The companion paper states that the AIDA aims to set the foundation for responsible design, development and deployment of AI systems that impact Canadians’ lives, specifically in relation to ‘high-impact’ artificial intelligence systems. The types of systems that will be considered 'high impact' and the obligations imposed on their operators are to be detailed in not-yet-published regulations. According to the companion paper, factors to be considered when determining if an AI system is 'high impact' include risk of harm to health and safety, potential adverse impact on human rights, severity of potential harm, scale of use, harms that have already taken place, the extent to which opt-outs are available, potential impact on vulnerable people and the degree that risks are already regulated under other laws.
The companion paper highlights four types of artificial intelligence systems as being most likely to be regulated because of their potential impact:
- Screening systems impacting access to services or employment;
- Biometric systems used for identification and inference;
- Systems that can influence human behaviour at scale; and
- Systems critical to health and safety.
The companion paper highlights risks of harm to individuals and the potential for bias using such systems, including by artificial intelligence systems relying on improper factors when making decisions, such as by producing biased outputs resulting in adverse differential impact based on any of the prohibited grounds for discrimination recognized by the Canadian Human Rights Act, which may result from express reliance on such grounds but also reliance on factors that may correlate with prohibited grounds. The companion paper offered the following example:
… individual income often correlates with the prohibited grounds, such as race and gender, but income is also relevant to decisions or recommendations related to credit. The challenge, in this instance, is to ensure that a system does not use proxies for race or gender as indicators of creditworthiness.
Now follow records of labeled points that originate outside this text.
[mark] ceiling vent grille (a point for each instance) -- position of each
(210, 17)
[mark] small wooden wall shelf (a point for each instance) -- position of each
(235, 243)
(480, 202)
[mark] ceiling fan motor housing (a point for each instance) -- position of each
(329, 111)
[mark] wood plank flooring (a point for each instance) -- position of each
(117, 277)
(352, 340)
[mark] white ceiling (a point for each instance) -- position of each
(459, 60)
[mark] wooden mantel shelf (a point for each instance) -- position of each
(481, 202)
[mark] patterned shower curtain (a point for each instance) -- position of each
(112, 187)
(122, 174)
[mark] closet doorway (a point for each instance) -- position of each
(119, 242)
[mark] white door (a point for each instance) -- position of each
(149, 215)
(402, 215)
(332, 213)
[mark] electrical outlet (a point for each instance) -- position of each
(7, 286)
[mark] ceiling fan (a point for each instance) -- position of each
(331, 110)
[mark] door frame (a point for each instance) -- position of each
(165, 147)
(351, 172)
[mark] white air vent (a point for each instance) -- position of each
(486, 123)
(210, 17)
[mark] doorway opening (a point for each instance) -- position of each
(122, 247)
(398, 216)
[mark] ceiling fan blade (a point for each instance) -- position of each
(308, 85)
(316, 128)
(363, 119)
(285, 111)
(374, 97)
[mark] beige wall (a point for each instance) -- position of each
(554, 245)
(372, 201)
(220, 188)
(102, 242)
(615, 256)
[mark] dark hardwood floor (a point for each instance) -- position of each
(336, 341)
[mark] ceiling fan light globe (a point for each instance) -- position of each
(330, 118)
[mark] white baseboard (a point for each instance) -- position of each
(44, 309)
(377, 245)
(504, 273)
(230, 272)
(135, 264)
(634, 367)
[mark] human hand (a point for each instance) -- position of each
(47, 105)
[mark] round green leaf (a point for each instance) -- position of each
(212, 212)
For example, if the system amplifies the underlying correlation or produces unfair results for specific individuals based on the prohibited grounds, this would not be considered justified.
The AIDA would impose significant identification, assessment, record keeping, mitigation and compliance obligations on the designers and operators of 'high impact' artificial intelligence systems. The companion paper outlines the principles of human oversight in the operation of the systems, transparency to the public on how the system is being used, and fairness/equity to identify, assess and mitigate the potential harms of high-impact systems, including discriminatory results. Safety, including from potential misuse, accountability and validity, is also a factor that could be considered in the assessment.
While the companion paper outlines that the regulatory impositions would be proportionate to the risk based on international standards, the details are not spelled out.
In terms of compliance, the companion paper suggestions that in the first years after the law comes into force, the focus would be on education and assisting businesses to become compliant. Enforcement through administrative monetary penalties (which we discussed in our earlier paper could be significant - including criminal penalties up to 25 million or 5 percent of global revenues), regulatory offences and criminal offences would come later.
The companion paper also recognizes that multiple parties are often involved in designing, developing, deploying and using AI systems. For example, it mentions that contributors to general purpose open source AI software would not be regulated—although entities which deploy "fully-functioning" high impact systems would be regulated. Similarly, entities that use a system developed by someone else would have to comply with the applicable requirements for managing that system, given the risks and limitations documented by the provider.
It is unclear where this would leave ‘general purpose’ artificial intelligence systems such as generative AI systems, but the companion paper states that the AIDA is designed to be flexible and adaptive as a framework after many consultations and, given the rapid pace of AI development that is being quickly adopted, it is not inconceivable that future iterations will more closely touch upon these systems. The companion paper does note that some AI systems generate or manipulate content, affect the expression of opinions or beliefs, involve personal or sensitive data, or interact with individuals. These activities could make those AI systems ‘high impact’ systems based on their intended uses (such as generation, content moderation or ranking) or for more nefarious uses like misinformation, deception or fraud.The consultations outlined by the companion paper will take several years, and the AIDA will therefore not come into force until 2025 at the earliest (and could take even longer). This seems like an incredibly long time given how quickly AI is being developed and used in many aspects of society. We will continue to monitor these consultations on proposed regulations closely, particularly on the definition of ‘high-impact’ systems, as well as the developments on regulation of artificial intelligence systems in other jurisdictions in this fast moving area of the law.